In particolare, avvertiva il bisogno di avere dei suoi spazi “e in quel momento lui rappresentava l’ostacolo al raggiungimento di quella esigenza. Bisogna ammettere che è molto faticoso e che psicologicamente dovremmo essere un pochino più aiutate e soprattutto dovrebbe esserci permesso di fare questo tipo di considerazione senza per questo sentirci sbagliate o sentirci meno madri”.
L’intervista è poi passata all’argomento relativo alla fede. La Foglietta non è illuminata dal fuoco sacro del credo Cristiano-cattolico, nonostante abbia celebrato il matrimonio in chiesa. “Mi sono sposata in chiesa perché è lì che ci si sposa, ma non ho finto – ha precisato – Ovviamente sono molto superficiale dal punto di vista della fede, lo ammetto. Ma ho battezzato i miei figli”.
Nel suo passato, sempre a proposito di fede e religione, ha avuto un incontro che l’ha tranquillizzata. Un prete da lei definito “illuminato” le ha dato una mano a liberarsi da un senso di colpa latente. “Ma perché? Tu ancora fai la comunione per tradizione?”, le ha chiesto l’ecclesiastico. “È stato allora che “mi sono sentita deresponsabilizzata da questa incombenza. È un prete ateo? No, diciamo che è un prete illuminato come ce ne dovrebbero essere sempre di più”, ha sottolineato la 43enne capitolina.

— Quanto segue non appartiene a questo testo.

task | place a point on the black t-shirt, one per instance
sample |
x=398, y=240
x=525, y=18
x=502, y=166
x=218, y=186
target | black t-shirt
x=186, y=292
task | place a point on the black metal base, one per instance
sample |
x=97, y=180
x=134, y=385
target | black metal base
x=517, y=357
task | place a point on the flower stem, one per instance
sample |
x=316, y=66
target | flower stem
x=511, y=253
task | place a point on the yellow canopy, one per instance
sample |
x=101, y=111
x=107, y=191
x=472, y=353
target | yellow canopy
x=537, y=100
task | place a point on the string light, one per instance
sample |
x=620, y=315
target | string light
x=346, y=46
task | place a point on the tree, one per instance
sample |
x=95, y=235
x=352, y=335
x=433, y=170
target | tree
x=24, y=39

Capitolo bullismo: Anna ha dichiarato che in giovane età era “una bulla”. Motivo? Le è capitato di non trattare nel migliore dei modi una sua compagna. Il giochino finì quando la madre della ragazza presa di mira telefonò a mamma Foglietta che andò dalla figlia rifilandole un paio di schiaffi punitivi. “Non sono rimasta bulla – ha evidenziato l’attrice -, però oggi si esagera un po’. Appena un ragazzo fa un’esternazione un po’ più colorata su un altro, subito si grida al bullismo. Bisogna stare attenti, bisogna fare attenzione alle parole. Diamo anche l’opportunità di sbagliare a questi bambini”.
Spazio poi agli attacchi di panico, di cui Anna ha sofferto poco dopo l’adolescenza. Tutto ebbe inizio quando aveva 19 anni e sua mamma si ammalò, mentre suo padre ebbe problemi di lavoro. Per la futura attrice fu un periodo tosto. Si rimboccò le maniche e fece qualsiasi tipo di lavoro: la cameriera, le pulizie, l’aiuto-scenografa e l’addetta ai biglietti a teatro. Tanto da fare, tante preoccupazioni e tante pressioni. Da qui gli attacchi di panico e la decisione di iniziare un percorso terapeutico.

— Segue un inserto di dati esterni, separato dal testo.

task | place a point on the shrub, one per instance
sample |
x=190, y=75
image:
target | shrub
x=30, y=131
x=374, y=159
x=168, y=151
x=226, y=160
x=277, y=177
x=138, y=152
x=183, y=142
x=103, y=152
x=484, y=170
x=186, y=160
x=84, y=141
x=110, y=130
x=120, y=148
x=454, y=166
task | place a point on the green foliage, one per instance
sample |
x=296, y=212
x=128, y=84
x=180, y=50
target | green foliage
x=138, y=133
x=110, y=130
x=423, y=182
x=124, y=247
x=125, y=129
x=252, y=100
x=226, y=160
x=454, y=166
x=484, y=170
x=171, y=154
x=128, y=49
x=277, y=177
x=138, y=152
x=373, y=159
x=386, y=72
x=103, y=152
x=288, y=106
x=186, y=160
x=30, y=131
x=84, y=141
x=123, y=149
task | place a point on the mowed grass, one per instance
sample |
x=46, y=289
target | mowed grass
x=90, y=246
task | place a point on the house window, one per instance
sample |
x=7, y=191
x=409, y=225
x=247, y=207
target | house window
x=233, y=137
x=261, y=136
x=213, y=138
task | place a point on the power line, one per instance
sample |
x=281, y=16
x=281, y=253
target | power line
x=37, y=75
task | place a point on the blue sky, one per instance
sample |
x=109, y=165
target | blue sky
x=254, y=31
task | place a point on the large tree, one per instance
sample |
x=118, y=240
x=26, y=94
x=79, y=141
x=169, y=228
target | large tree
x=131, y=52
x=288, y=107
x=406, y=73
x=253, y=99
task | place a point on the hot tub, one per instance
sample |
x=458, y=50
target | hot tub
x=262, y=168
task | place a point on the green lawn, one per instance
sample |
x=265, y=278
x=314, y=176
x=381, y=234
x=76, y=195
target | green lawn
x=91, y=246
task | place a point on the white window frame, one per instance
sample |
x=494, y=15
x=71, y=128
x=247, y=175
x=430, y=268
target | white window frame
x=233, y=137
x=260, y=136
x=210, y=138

“Ero molto spaventata, molto sola, anche perché vengo da una famiglia molto semplice, con cui non potevo parlare di questo tema – ha spiegato alla padrona di casa di Belve -. L’attacco di panico era qualcosa di cui non si poteva dire nulla, anche perché adesso se ne parla tanto, ma all’epoca era un vero e proprio tabù. Gli attacchi di panico non erano riconosciuti, c’era ancora lo stigma del disagio mentale”.

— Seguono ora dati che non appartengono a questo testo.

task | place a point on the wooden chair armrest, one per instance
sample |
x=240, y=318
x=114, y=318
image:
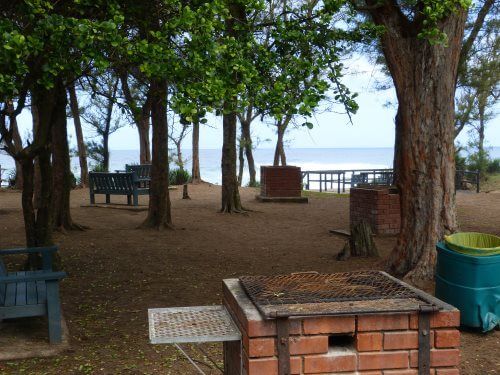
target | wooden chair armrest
x=30, y=250
x=42, y=276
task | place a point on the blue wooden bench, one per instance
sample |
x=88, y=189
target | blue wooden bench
x=32, y=293
x=116, y=184
x=142, y=171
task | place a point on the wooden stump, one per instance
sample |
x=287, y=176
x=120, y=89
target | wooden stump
x=360, y=243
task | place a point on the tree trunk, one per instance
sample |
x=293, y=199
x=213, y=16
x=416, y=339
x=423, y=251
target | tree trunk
x=248, y=145
x=62, y=180
x=482, y=162
x=159, y=215
x=195, y=172
x=82, y=152
x=241, y=160
x=360, y=243
x=105, y=151
x=180, y=162
x=18, y=144
x=37, y=213
x=141, y=118
x=424, y=77
x=37, y=176
x=230, y=194
x=144, y=144
x=279, y=152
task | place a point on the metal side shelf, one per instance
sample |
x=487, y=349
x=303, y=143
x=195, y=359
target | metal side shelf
x=193, y=324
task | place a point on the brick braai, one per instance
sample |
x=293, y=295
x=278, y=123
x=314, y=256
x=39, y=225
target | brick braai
x=377, y=344
x=280, y=182
x=378, y=205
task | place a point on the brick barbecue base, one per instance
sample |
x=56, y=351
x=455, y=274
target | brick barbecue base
x=384, y=344
x=280, y=182
x=378, y=205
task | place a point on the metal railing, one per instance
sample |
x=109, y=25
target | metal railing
x=462, y=178
x=337, y=180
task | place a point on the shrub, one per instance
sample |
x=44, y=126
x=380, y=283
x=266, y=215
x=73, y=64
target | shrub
x=178, y=176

Fu in quel periodo che dovette combattere contro “dei mostri, un groviglio di reazioni emotive inconsce che agivano in modo anarchico e mi bloccavano. Ho sempre avuto un po’ di paura del giudizio degli altri, che è sempre stato veramente un mostro gigantesco per me, soprattutto per una ragazza che si stava formando. A un certo punto, ho smesso di farmi la guerra da sola. Diciamo che sono diventata la migliore amica di me stessa”.